Remind me

I was taught by a friend to learn from the book of Psalm when I am struggling and in pain. I read them and identify with them, sometimes even garner hope from them. In them I find myself, and my present condition, is not unique: the human soul hurts & searches for the One who helps, from antiquity until today.

In the book of Psalm, I find reminders, of both someone else's experience written down but also of my own. I know God has heard me before and strengthened me. Perhaps He has heard me this time, too, I just lack perspective being stuck in the middle of this mud.

Yesterday I chose to go to a gathering at Hope. No one greeted me coming in the door. I winced watching everyone talking, in relationship, as I weaved my way around them. I considered going out a side door really. My immediate reaction was, "What's the point?" Still, I recognize that I had to own some of my alone-ness. I had been absent, silent.

Slipping into a dark auditorium with seats open was a relief. No struggle needed. The music and message were good reminders of God being faithful, not simply to us but to His character. And then...the after.

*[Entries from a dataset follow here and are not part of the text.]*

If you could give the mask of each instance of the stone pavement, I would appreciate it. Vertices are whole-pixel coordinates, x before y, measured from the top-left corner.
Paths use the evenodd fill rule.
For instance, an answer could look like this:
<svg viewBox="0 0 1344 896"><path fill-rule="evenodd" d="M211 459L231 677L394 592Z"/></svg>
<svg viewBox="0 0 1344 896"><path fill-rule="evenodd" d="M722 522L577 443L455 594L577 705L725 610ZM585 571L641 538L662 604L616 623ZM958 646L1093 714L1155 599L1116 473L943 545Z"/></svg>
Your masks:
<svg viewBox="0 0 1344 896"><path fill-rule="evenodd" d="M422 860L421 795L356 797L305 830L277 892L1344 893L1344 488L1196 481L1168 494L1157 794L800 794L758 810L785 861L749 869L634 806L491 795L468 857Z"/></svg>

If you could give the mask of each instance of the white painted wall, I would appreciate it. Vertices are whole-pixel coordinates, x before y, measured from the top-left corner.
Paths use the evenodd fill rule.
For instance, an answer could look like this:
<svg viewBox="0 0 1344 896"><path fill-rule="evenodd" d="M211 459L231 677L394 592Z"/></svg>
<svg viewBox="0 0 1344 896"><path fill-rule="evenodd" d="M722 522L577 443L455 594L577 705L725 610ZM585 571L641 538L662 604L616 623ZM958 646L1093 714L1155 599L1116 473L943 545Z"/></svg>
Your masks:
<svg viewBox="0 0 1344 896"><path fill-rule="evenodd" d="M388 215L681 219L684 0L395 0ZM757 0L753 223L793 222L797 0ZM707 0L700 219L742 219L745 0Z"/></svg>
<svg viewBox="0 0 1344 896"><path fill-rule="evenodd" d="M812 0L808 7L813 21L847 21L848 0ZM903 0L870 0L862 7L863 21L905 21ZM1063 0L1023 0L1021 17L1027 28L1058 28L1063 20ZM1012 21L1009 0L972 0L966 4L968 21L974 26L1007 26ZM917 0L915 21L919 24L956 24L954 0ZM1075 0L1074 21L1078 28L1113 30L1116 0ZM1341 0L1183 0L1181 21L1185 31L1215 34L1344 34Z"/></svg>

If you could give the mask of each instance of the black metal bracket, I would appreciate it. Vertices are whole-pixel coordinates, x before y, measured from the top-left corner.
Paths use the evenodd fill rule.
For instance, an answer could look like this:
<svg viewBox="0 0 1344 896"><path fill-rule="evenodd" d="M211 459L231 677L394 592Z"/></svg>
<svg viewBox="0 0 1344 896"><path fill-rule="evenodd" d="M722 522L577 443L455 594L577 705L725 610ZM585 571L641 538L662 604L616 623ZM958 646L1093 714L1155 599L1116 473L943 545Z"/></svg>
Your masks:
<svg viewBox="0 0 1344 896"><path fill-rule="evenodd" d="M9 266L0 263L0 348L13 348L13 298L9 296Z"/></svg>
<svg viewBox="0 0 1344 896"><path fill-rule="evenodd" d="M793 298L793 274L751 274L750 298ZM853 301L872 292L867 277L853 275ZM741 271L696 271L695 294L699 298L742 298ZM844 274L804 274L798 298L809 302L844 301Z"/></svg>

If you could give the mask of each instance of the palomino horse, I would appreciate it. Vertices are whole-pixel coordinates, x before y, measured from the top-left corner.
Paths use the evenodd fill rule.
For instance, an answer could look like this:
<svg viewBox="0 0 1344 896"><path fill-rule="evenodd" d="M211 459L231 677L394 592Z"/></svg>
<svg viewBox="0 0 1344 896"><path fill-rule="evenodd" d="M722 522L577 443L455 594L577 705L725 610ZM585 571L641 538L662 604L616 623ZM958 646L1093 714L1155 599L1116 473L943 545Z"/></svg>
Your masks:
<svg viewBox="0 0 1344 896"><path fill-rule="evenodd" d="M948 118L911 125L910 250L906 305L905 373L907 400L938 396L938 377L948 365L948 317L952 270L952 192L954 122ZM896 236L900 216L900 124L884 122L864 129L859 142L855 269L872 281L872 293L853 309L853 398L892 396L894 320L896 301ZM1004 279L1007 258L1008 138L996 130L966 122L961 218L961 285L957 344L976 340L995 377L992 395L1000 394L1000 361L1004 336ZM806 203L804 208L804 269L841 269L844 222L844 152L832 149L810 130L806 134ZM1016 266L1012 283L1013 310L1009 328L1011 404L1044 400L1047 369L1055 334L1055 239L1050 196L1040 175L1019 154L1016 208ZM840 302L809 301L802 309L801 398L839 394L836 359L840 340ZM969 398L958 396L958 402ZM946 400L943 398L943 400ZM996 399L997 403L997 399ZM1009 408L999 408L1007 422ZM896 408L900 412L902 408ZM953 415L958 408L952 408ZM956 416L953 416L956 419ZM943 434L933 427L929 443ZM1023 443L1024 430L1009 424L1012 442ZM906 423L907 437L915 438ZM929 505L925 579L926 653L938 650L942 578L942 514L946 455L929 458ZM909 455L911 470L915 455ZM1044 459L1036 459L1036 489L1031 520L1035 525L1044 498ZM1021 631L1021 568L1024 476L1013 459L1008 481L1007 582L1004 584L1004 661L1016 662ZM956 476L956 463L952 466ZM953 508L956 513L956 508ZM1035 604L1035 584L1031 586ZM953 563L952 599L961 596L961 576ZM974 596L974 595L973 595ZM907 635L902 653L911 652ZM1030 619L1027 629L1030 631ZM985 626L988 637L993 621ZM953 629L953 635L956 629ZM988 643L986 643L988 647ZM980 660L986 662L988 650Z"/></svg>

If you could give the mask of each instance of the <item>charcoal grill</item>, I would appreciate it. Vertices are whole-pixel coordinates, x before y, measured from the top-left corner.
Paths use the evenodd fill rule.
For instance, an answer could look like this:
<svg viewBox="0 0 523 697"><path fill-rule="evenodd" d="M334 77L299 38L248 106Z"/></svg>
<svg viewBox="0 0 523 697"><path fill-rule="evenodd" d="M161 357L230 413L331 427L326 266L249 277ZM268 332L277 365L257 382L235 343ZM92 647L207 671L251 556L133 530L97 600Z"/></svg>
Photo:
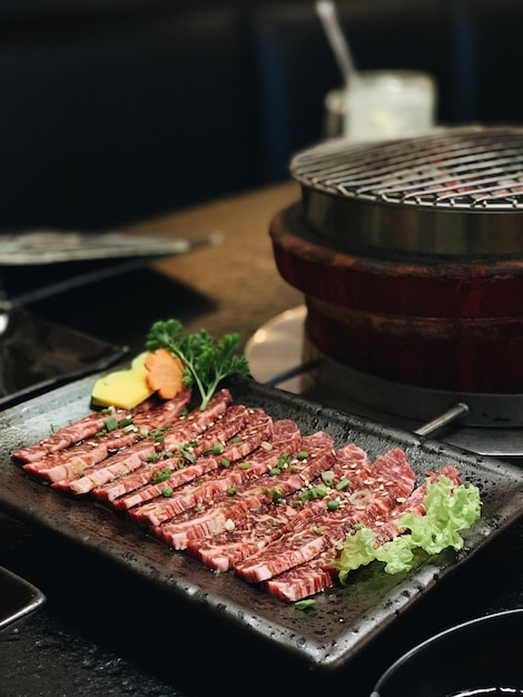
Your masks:
<svg viewBox="0 0 523 697"><path fill-rule="evenodd" d="M270 223L324 391L408 419L523 425L523 128L298 153ZM464 404L465 409L455 409Z"/></svg>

I had been spotted. A kind older gentleman noted that he had not seen me lately and asked if I had whipped my new job into shape. The last things I wanted to talk about. I tried to smile politely before fumbling an excuse about needing to talk to someone urgently. He probably wonders what is wrong with me or why I snubbed him.

Another asked about a sponsorship opportunity that I had meant to do earlier. I didn't even apologize; I had done that before. I just gave some money. She thanked me and said she hoped I was doing well.

Are there people who tell the truth?

No, I have not whipped my job into shape and it is kicking my butt currently.

No, it isn't really a step up but I am making it work.

No, I am not doing well but I am actually trying to just hold on to all my pieces in hopes that I can put them back together later.

No, I am lost and I am scared and this conversation is so banal that I don't know what to say.

Yeah. I don't tell the truth. It would be messy. It would be unkind. It would be painful. I also want to be careful not to focus on MY truth.

This isn't a form of justifying untruths but a cautious approach to perspective. I need reminding that God is faithful, that He is just, that He cares for me. I need reminding that my heart is cluttered and can be lied to by the world or misunderstand things while nursing its pain. I need reminding that God's way is good for me, even if it isn't always pleasant. I need reminding that I am not alone and my pain is not unique.

I return again to Psalm much the same as I return again to the gathering of believers. I need the reminders as I need the people. Perhaps I will have the reminder for their own questions someday.